As I reported recently in a blog, this Telegraph survey found that customer service is the primary reason a property is given a poor score by reviewers. Perhaps conversely, in the instances where I have been dissatisfied, the issue has been not about service it has been about expectations or standards. Case in point: I was talking with an acquaintance about our visit to The Grand Hotel and Suites in Toronto in February. Readers may recall I was happy with the hotel. But in the spirit of demonstrating my theory that everyone has different priorities, my acquaintance, who also stayed at The Grand, called Expedia and asked to be moved to a different hotel, because she was not comfortable travelling with her family in the hotel’s neighbourhood. Our conversation reminded me that we all have different priorities. Swiss Hotel’s rooms were exactly as advertised, the service was very good, but I was expecting a boutique hotel and I landed in a place that felt like a pension writer John Irving might have imagined (minus the bear and eccentric long-term residents). The neighbourhood did not work for me, just as the Jarvis and Shuter Street location in Toronto did not work for my friend. It did not matter that the rooms were nice or that service was friendly at the Swiss Hotel: I did not want to ring a bell to get in the door, I did not want to leave my bags in the entry (please note I did not say “lobby”), I did not want to walk downstairs to find the desk, and I did not want to run the gauntlet of panhandlers every time I walked outside. It was the absence of information in this case that led to my dissatisfaction.

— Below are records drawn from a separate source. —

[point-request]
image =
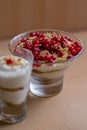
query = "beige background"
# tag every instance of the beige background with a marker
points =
(65, 111)
(17, 16)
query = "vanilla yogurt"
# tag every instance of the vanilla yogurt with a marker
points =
(14, 79)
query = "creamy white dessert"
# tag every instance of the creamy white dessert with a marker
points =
(14, 78)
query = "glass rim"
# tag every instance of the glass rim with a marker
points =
(24, 34)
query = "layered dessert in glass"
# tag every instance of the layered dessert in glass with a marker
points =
(53, 52)
(14, 86)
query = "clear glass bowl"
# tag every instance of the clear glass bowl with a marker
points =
(47, 78)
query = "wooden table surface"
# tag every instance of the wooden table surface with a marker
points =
(65, 111)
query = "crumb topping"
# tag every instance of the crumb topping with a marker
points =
(49, 47)
(12, 61)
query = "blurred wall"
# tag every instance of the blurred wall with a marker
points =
(17, 16)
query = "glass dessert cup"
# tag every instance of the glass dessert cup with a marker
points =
(47, 78)
(15, 73)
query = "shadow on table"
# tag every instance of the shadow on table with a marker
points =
(33, 103)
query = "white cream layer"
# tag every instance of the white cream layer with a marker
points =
(14, 77)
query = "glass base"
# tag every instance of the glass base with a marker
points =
(12, 119)
(46, 87)
(13, 113)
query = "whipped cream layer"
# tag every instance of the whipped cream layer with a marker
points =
(14, 79)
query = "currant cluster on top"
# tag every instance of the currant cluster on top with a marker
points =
(50, 47)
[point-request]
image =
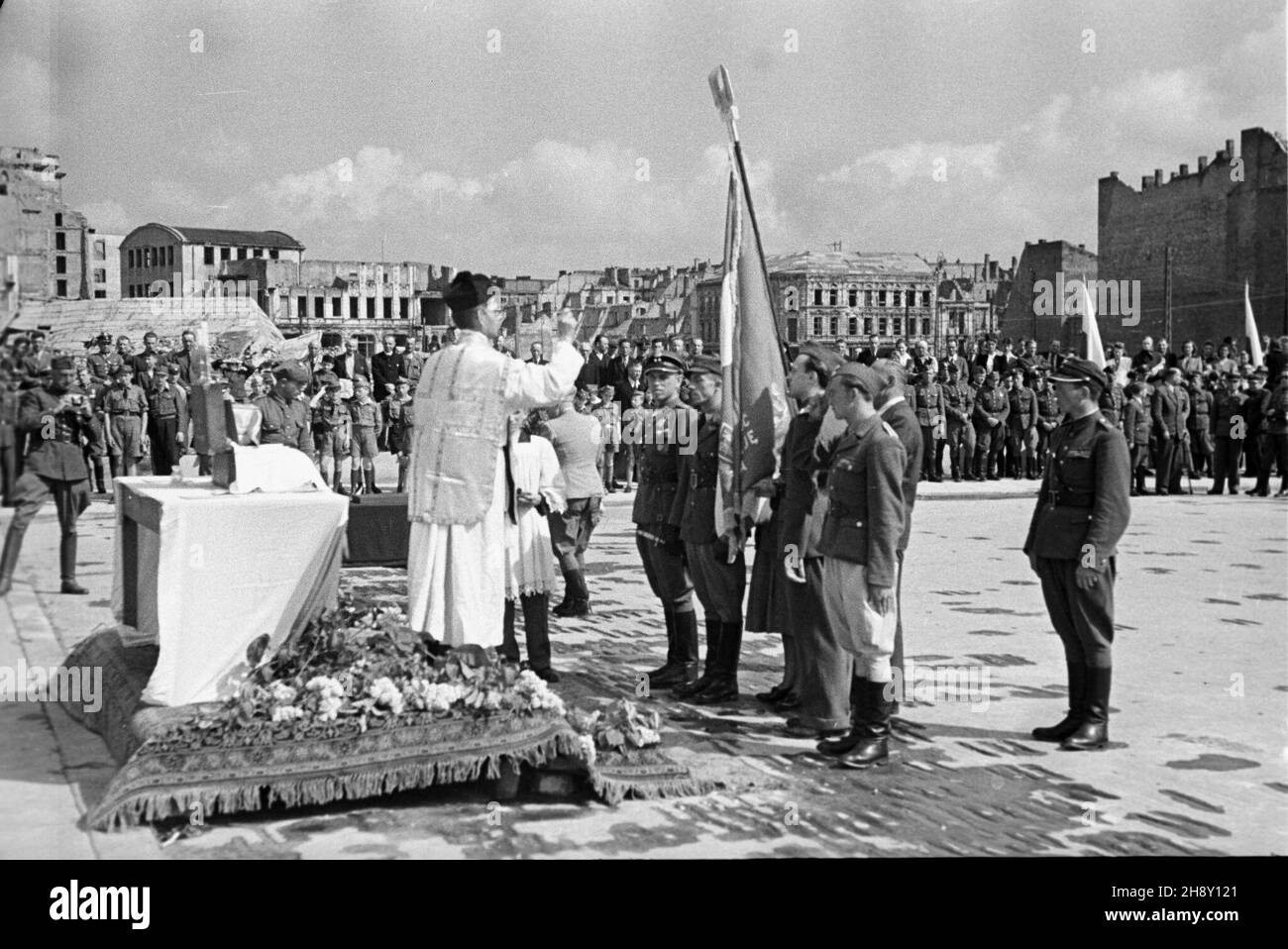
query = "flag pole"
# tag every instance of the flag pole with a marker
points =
(721, 90)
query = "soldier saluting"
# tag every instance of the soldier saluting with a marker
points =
(55, 416)
(1081, 515)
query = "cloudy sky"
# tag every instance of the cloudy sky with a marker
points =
(524, 138)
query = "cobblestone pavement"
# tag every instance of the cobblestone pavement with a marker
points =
(1197, 765)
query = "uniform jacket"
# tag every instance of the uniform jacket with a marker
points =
(1225, 408)
(696, 493)
(866, 506)
(930, 403)
(1021, 410)
(991, 400)
(958, 402)
(284, 423)
(1136, 424)
(1048, 410)
(53, 451)
(1085, 493)
(660, 465)
(1166, 411)
(901, 419)
(803, 506)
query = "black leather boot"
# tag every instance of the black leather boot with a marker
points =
(692, 686)
(669, 673)
(565, 605)
(876, 730)
(1073, 717)
(1093, 733)
(724, 685)
(9, 558)
(848, 742)
(67, 566)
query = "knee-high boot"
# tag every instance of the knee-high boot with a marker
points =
(67, 566)
(1093, 731)
(692, 686)
(9, 558)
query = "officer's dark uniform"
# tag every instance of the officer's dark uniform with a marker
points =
(928, 406)
(1080, 518)
(958, 407)
(719, 583)
(1229, 432)
(167, 417)
(286, 423)
(1021, 432)
(991, 402)
(1048, 419)
(54, 467)
(657, 536)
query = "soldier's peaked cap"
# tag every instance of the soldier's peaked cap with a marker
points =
(666, 362)
(1074, 369)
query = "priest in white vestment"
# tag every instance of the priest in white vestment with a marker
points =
(459, 494)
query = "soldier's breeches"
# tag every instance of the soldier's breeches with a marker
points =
(31, 492)
(719, 584)
(861, 630)
(665, 570)
(1083, 619)
(825, 667)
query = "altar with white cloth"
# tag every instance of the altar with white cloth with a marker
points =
(204, 574)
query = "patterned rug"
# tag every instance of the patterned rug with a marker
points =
(236, 770)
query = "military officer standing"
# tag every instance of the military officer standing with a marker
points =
(992, 407)
(958, 407)
(55, 417)
(1021, 429)
(717, 582)
(657, 536)
(284, 417)
(930, 415)
(1081, 515)
(861, 536)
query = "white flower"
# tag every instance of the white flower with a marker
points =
(282, 694)
(287, 713)
(329, 708)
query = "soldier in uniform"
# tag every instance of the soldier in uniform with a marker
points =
(958, 407)
(55, 417)
(1048, 416)
(125, 408)
(331, 432)
(398, 415)
(1229, 429)
(930, 415)
(861, 536)
(657, 536)
(1081, 515)
(167, 417)
(284, 417)
(1021, 434)
(992, 407)
(717, 582)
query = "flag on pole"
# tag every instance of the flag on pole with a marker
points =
(754, 411)
(1086, 308)
(1249, 330)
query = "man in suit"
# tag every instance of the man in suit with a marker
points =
(352, 362)
(896, 412)
(386, 368)
(1166, 411)
(861, 536)
(1081, 514)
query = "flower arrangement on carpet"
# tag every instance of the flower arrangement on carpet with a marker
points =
(362, 666)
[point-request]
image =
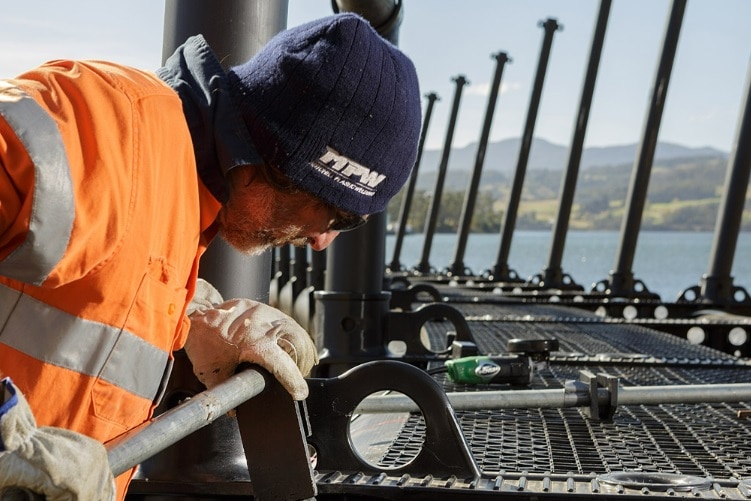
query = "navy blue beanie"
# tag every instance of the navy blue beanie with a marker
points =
(336, 108)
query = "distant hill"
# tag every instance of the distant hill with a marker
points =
(502, 156)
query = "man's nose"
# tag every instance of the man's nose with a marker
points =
(323, 240)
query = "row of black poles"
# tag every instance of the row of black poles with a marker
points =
(435, 202)
(409, 192)
(621, 282)
(716, 286)
(553, 275)
(457, 266)
(501, 271)
(717, 283)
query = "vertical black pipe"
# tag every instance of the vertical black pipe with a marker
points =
(281, 277)
(300, 270)
(552, 276)
(621, 280)
(409, 192)
(457, 265)
(350, 312)
(364, 249)
(501, 270)
(317, 270)
(235, 30)
(717, 284)
(430, 222)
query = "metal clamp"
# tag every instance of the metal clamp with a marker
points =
(600, 409)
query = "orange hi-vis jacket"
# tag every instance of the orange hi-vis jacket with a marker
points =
(105, 210)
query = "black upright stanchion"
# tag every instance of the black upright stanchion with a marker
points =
(409, 192)
(553, 276)
(457, 266)
(282, 274)
(350, 313)
(717, 284)
(235, 30)
(621, 282)
(501, 271)
(432, 218)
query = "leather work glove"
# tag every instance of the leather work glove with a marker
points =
(60, 464)
(225, 333)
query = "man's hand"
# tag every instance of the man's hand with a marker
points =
(224, 334)
(59, 464)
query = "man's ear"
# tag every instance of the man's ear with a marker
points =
(243, 175)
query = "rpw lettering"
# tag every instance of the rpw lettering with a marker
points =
(349, 170)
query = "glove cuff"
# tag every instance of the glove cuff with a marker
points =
(16, 421)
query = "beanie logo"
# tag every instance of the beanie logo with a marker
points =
(344, 171)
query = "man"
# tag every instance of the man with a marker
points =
(112, 183)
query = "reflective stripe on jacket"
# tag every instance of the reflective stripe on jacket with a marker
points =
(101, 222)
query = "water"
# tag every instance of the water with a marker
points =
(667, 262)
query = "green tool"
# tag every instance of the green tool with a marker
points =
(514, 369)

Recently, on Brent Bambury’s Day 6 (CBC Radio One) I heard Tom Vanderbilt, author of “You May Also Like: Taste in an Age of Endless Choice.” Mr Vanderbilt explained that a culture is emerging online where reviewers themselves are subject to review by the readers, creating a cross dialogue. He noted that TripAdvisor is shifting from a “wisdom of the crowd model, to the wisdom of friends model.” I understand this to mean that when I search on TripAdvisor they will curate the reviews that are presented to me, based on what they know about me. This makes sense: I do not mind sharing my personal data if businesses are using that information to give me a better experience.
Advice for the week:
Know your customers! (I can’t say this often enough.) You should know the basics: where they live, how old they are, how often they use your product or service, and how much they spend. But you should also be aware of their underlying motivations. Your customer group won’t be uniform but there will be dominant “tribes”. (Tribes is a term used by demographer Michael Adams to group individuals based on their beliefs.)
Know who you are too – and how you want to develop your relationship with your customers. The failure to do this is a mistake many businesses make. Successful businesses are clear on this point: you cannot be everything to everyone, so stake some territory and commit!
I am a big believer in developing psychographic profiles of your customers — so as better to serve them. The direction in which the user reviews are evolving seems to support this psychographic approach to understanding customers; an evolution I view as positive. Some of you might find it creepy, but from a business perspective there is real wisdom here, that predates the time when we were worried about privacy. Ultimately business is (and has always been) about relationships. Use that to your advantage.